We're mostly talking about ergonomics at this point.

[ajs6f]

Ok, well, I'll let you make the call. As I hinted, if we keep the method, the impl is trivial, so I'm fine with anything that gets the synchrony outta there. That's the meat of this issue.

[acoburn]

I'll start by factoring this method out of the WebAC code. That will make any change a lot easier to deal with in the HTTP layer.

[ajs6f]

Cool, ping me if it turns out to be harder than it first seems.

[acoburn]

Now, there are (at least) two approaches for refactoring the ResourceService::getContainer method. Since it is used only once, one option is to remove the method from the ResourceService interface entirely and just call out to api.TrellisUtils::getContainer in the TrellisHttpResource::getParent method.

Alternatively, the code in TrellisHttpResource::getParent can become the new default implementation for ResourceService::getContainer.

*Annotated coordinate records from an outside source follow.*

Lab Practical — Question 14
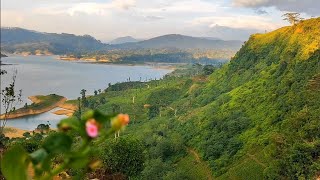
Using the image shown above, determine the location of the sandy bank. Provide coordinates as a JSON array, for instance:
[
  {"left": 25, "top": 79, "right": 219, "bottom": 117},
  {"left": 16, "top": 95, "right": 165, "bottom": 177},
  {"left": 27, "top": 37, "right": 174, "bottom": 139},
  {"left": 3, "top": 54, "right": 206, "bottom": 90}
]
[
  {"left": 4, "top": 127, "right": 27, "bottom": 138},
  {"left": 53, "top": 109, "right": 74, "bottom": 117},
  {"left": 0, "top": 96, "right": 67, "bottom": 119}
]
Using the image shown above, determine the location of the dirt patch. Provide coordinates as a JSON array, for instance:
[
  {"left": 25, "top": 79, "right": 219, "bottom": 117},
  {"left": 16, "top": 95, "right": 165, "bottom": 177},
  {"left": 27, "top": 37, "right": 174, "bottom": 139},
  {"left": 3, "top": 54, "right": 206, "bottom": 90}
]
[{"left": 4, "top": 127, "right": 28, "bottom": 138}]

The advantage of the first approach is that it simplifies the interface. The advantage of the second approach is that it makes it possible for a ResourceService implementation to override that method.

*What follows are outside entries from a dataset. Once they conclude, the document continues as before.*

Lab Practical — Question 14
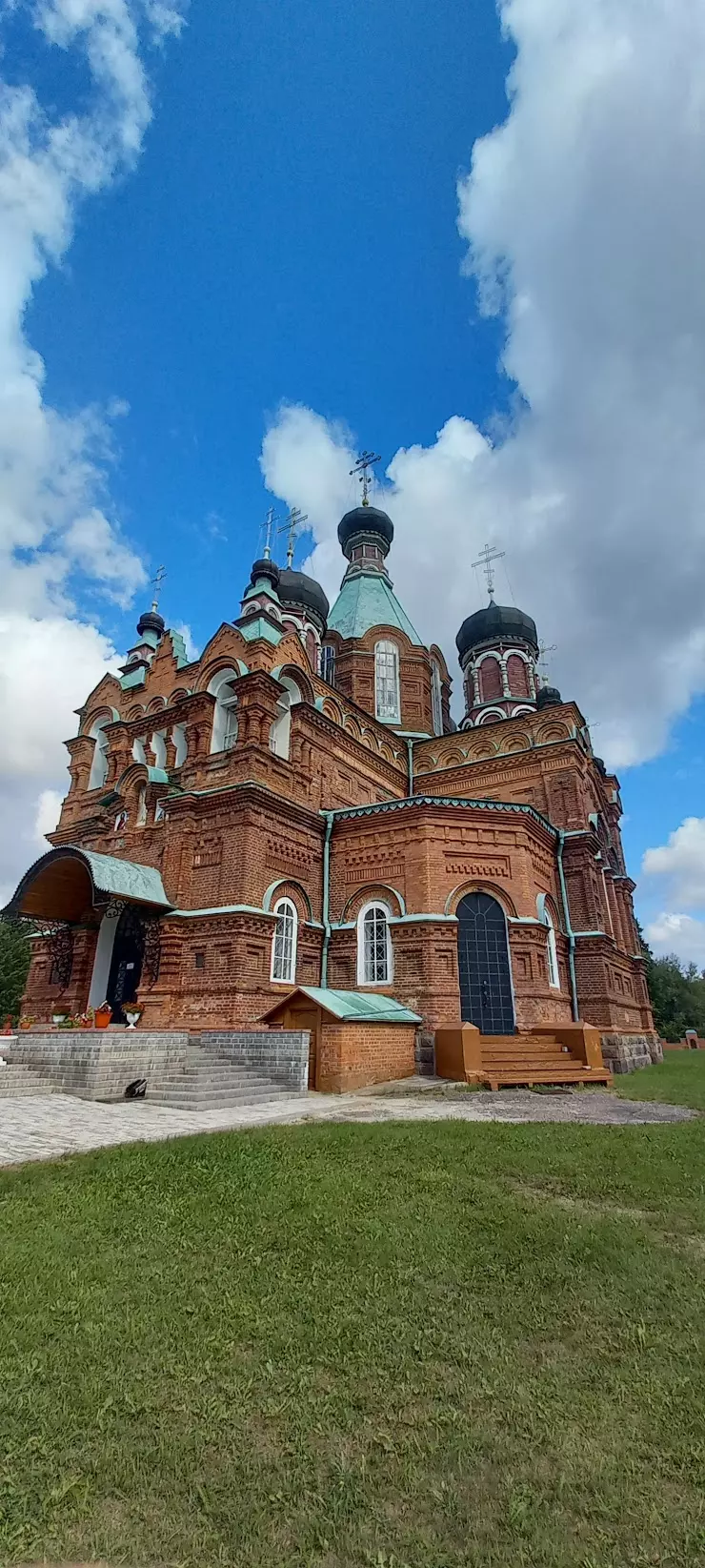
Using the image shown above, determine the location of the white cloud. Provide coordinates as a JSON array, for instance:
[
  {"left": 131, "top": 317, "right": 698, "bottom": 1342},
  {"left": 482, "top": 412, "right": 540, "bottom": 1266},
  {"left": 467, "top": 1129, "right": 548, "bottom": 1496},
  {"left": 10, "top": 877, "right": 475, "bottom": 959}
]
[
  {"left": 0, "top": 0, "right": 182, "bottom": 894},
  {"left": 644, "top": 911, "right": 705, "bottom": 969},
  {"left": 642, "top": 817, "right": 705, "bottom": 909},
  {"left": 34, "top": 788, "right": 64, "bottom": 851},
  {"left": 263, "top": 0, "right": 705, "bottom": 766}
]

I incline somewhat toward the first approach, since I'm not entirely sure that such flexibility is necessary. What do others think?

[acoburn]

Thinking about this some more, I'm going to suggest the first approach above: remove the ResourceService::getContainer altogether and update this line to call to TrellisUtils::getContainer directly. The reason is that, at present, the HTTP layer generates containment-type URLs with a particular structure: i.e. a POST to /foo results in a resource at /foo/bar, rather than just /bar. While that URL-level hierarchy isn't strictly necessary for modeling LDP containment, it could make things quite confusing to users. Part of the reason for having ResourceService::getContainer was to provide a way for an implementation to have flexibility in how URLs are structured, but so long as the code is asymmetrical (creation defined strictly in the HTTP layer and fetching defined in the persistence layer) the structure doesn't make much sense. I'm not opposed to adding that flexibility, but until there is a use case for this level of flexibility, I think it makes sense to keep the structure simple and have the code for this defined in one place: the HTTP layer.

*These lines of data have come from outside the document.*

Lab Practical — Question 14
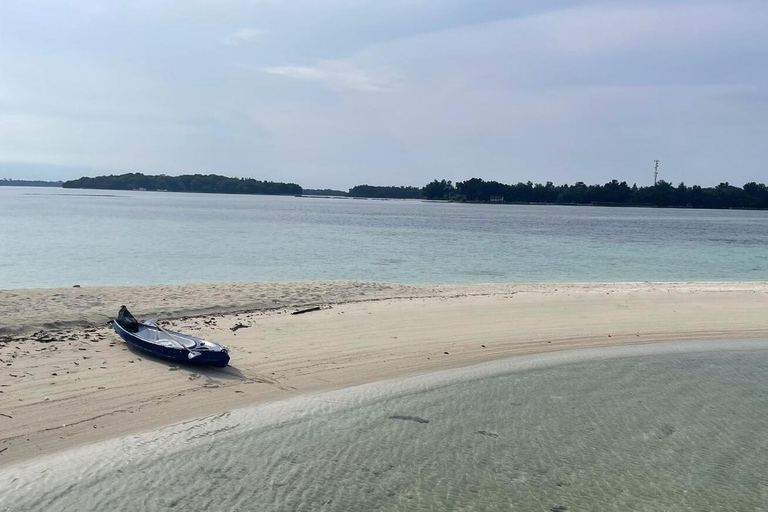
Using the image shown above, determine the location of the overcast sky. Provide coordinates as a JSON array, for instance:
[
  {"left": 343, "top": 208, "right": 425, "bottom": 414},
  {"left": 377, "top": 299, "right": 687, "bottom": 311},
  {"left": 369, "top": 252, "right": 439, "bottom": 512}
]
[{"left": 0, "top": 0, "right": 768, "bottom": 189}]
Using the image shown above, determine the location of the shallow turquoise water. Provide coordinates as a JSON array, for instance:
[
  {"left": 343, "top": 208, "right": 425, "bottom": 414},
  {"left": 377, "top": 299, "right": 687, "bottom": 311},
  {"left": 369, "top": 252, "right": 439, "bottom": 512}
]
[
  {"left": 6, "top": 340, "right": 768, "bottom": 512},
  {"left": 0, "top": 187, "right": 768, "bottom": 288}
]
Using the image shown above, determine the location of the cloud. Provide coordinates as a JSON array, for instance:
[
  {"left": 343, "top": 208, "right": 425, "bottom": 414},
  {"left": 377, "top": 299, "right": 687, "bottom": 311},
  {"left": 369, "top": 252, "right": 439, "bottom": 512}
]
[
  {"left": 222, "top": 28, "right": 266, "bottom": 46},
  {"left": 264, "top": 60, "right": 393, "bottom": 92}
]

@ajs6f do you still want to make this change? It should be exceedingly simple and will mostly involve just removing code.

[ajs6f]

So there would be no ResourceService::getContainer but there would still be Resource::getContainer?

[acoburn]

Correct. The Resource::getContainer is used quite a bit.

[ajs6f]

But switch Resource::getContainer to CompletableFuture<Resource> or leave it be as Optional<Resource>?

[acoburn]

The Resource::getContainer should stay as it is: Optional<IRI>. The Resource interface doesn't load additional resources; that's all handled through the ResourceService interface.

[ajs6f]

That's what I thought, and I'm fine with that, although I suspect we should make it clearer in the Javadocs with an @implSpec. Would you write of Resource that it should not load from the backend? Because my impl does stream quads direct from the backend. I would say that stream is the exception to that rule.

[acoburn]

Yes, we should make that clear in the javadocs. What I've generally done in my implementations is create a separation of metadata and content for a resource: metadata (last modified, ldp type, etc) is loaded when the resource object is created while the content is loaded on-demand via the stream method. I don't think an impl necessarily needs to follow that pattern, but I think it's a good one, especially in the context of HTTP.

[ajs6f]

That's exactly what I did, and I think we should document that pattern. I don't know if we can argue right now that it is required, but it is interesting that we both came to it independently.

[ajs6f]

Ok, clearly the actual thrust of this ticket is resolved by simply removing ResourceService::getContainer. Do you want a PR for that, and do we want to dig into the larger issue of "which types are expected to reach to the backend, and in what way" in another ticket?

[acoburn]

Yes, that makes sense -- a PR to remove the ResourceService::getContainer and then move on to the next issue separately.